Though the bigger reason is the belief that people who are willing to take a paycut in order to work less are not the people you want on the team. There's still a stigma to not making (or least pretending to make) your job the priority and treating every other part of life as a support role for it.


Because it isn’t scientific. It is about appeasing irrational investors who demand a blood sacrifice. This is why it is always a big even number, and not some carefully established number based on analysis of operational shortcomings.


Because the stock market won't care about that.


You’d have to go company-wide to sync schedules and norms. Not just opt in. Many would not like a 20% pay cut. The best talent would disproportionately leave.

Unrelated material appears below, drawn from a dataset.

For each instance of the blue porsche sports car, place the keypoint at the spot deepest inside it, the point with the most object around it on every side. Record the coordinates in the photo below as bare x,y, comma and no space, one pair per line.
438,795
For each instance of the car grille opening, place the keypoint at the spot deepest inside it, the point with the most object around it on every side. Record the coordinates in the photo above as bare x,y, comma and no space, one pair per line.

Also, theoretically Meta is getting rid of their worst performers, so their cuts and declines in productivity would not be proportional, especially as the cuts inspire fear to motivate productivity from the remaining employees.


Does it inspire fear to motivate productivity?

Haha, no, it inspires motivation for finding a new job. Interview prep takes time!


> Does it inspire fear to motivate productivity?

> Haha, no, it inspires motivation for finding a new job. Interview prep takes time

Everyone's circumstances are different. Many people - especially those with dependents - would reasonably be afraid. Whether that would inspire lasting productivity is questionable. It could also inspire less productive ways of getting ahead.